Dans ces actes plus compliqués, dans ceux qui constituent ce qu’on entend généralement par l’esprit, la systématisation n’est pas moins évidente. Toute impression qui arrive jusqu’à l’esprit tend à déterminer en lui un travail systématique. S’il y a un fait évident, c’est bien celui-là, et cependant on ne lui a pas fait en psychologie la place qui lui convient. On a appelé des associations par ressemblance et contiguïté des actes où la finalité seule est en jeu. La reconnaissance, qui est de règle lorsque nous apercevons un objet connu ou semblable à un objet connu, est une forme continuelle de ce travail de coordination. À table la vue d’un mets dans une assiette, jointe aux tendances organiques qui résultent de l’état de l’estomac et du sang, détermine une série de phénomènes psycho-organiques aboutissant à l’acte de prendre avec la fourchette ou de couper avec le couteau.
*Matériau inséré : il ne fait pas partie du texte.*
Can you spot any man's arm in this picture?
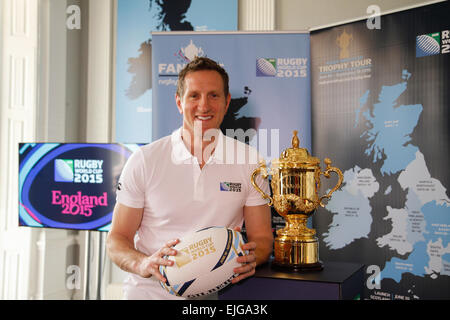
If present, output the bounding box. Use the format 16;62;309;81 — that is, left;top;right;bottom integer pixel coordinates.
106;203;179;281
232;204;273;283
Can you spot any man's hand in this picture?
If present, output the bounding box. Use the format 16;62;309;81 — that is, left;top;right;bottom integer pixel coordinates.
138;239;180;282
231;240;256;284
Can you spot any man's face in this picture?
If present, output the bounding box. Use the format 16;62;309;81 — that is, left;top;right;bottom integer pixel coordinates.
175;70;231;137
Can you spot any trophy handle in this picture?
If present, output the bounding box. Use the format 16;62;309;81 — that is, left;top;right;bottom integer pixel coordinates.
251;160;273;207
319;158;344;207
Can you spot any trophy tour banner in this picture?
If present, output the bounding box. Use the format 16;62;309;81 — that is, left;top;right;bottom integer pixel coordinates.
19;143;139;231
152;32;311;165
115;0;237;143
311;2;450;300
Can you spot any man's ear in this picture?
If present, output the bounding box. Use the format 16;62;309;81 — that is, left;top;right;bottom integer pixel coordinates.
175;94;183;114
225;93;231;113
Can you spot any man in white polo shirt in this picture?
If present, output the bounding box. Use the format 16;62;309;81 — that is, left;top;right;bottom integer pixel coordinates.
107;58;273;299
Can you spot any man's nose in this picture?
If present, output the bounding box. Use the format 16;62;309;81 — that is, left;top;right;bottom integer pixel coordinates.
198;95;209;112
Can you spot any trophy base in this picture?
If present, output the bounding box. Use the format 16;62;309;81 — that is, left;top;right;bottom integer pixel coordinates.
272;237;323;271
271;261;323;272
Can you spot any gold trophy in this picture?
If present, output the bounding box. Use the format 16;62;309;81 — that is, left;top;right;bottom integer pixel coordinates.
251;131;344;271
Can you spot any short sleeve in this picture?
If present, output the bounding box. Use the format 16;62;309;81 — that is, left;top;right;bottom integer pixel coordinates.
245;157;270;207
116;149;146;208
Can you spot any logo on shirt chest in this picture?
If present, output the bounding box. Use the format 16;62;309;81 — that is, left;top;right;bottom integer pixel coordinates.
220;182;241;192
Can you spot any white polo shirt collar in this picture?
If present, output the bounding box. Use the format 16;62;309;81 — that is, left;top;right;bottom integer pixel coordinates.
171;127;225;164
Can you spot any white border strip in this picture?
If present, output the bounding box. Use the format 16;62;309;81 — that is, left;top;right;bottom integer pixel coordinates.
309;0;447;32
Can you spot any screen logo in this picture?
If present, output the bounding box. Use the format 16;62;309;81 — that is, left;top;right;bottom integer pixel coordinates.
416;30;450;58
54;159;103;183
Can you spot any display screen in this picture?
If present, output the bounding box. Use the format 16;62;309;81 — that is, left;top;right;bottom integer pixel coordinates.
19;143;139;231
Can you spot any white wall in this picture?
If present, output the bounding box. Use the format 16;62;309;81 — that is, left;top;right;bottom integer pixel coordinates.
275;0;442;31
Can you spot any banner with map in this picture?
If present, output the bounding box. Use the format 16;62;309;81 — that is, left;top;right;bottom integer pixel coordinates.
115;0;238;143
152;32;311;162
311;2;450;300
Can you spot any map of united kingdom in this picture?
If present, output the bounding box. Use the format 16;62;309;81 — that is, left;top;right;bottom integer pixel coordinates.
324;70;450;282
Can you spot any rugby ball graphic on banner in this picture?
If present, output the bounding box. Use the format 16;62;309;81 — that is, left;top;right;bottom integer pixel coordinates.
159;227;245;298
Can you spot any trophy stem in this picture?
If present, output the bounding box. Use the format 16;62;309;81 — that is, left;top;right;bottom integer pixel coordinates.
272;214;323;271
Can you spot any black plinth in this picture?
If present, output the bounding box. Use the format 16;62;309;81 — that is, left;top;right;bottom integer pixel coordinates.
219;261;364;300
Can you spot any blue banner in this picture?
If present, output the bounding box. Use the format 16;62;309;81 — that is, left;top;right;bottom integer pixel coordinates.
115;0;237;143
152;32;311;161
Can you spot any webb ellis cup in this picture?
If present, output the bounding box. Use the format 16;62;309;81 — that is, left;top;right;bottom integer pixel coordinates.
251;131;344;271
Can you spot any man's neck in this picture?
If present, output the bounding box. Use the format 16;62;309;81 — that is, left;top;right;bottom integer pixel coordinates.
181;129;217;168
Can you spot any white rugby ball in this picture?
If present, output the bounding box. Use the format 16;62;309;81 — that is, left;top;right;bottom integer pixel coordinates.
159;227;245;298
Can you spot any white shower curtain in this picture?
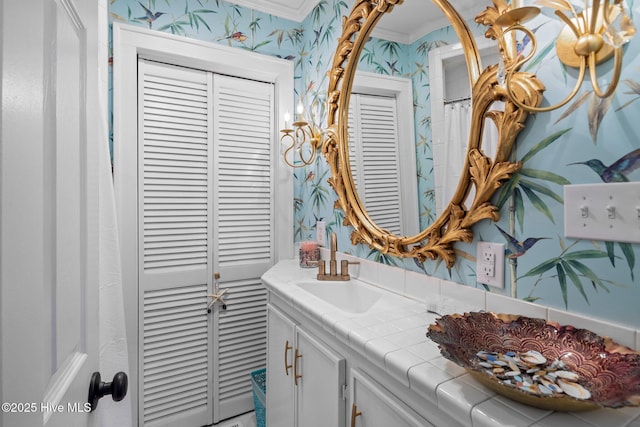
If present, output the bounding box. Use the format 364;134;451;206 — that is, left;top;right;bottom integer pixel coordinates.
440;100;504;207
96;21;133;427
440;100;471;206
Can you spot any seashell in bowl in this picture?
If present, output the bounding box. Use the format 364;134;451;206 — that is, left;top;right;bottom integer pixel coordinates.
427;312;640;411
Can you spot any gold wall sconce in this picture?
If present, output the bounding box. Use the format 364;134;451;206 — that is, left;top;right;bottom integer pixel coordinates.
280;101;323;168
495;0;635;113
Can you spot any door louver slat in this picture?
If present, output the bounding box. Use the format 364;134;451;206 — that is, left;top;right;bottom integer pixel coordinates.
143;284;208;423
138;60;212;426
142;63;209;270
349;94;402;235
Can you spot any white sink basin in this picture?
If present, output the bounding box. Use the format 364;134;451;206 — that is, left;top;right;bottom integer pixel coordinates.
297;280;384;313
On fait intervenir ici la ressemblance et la contiguïté, mais ce n’est là évidemment qu’une classification verbale. Tous nos actes, tous nos sentiments, toutes nos idées, tous nos raisonnements sont des systèmes, c’est-à-dire des ensembles de parties liées selon une loi de finalité et d’harmonie qui leur est essentielle, sans laquelle ils ne seraient plus ce qu’ils sont. Mais ce fonctionnement systématique de l’esprit est si ordinaire qu’il passe presque inaperçu ; aussi éclate-t-il peut-être mieux quand il est imparfait, quand il aboutit à une erreur. C’est parce qu’on l’a trop négligé[2] à mon sens que je voudrais insister sur ce travail de coordination et sur la place qu’il doit avoir en psychologie générale, mais il est inutile de rester plus longtemps dans la généralité. D’autre part, je ne dois pas dissimuler ici même qu’un certain nombre de faits semblent s’opposer à ce qu’on fasse

  1. Ferrier, Les fonctions du cerveau.
  2. J’ai déjà dit que tout le monde le reconnaît implicitement. M. Spencer, M. Taine, M. Ribot, M. Richet sont parmi les rares psychologistes qui ont plus ou moins explicitement reconnu et mis en lumière la finalité psychique. Voir en particulier l’Essai de psychologie générale de M. Richet.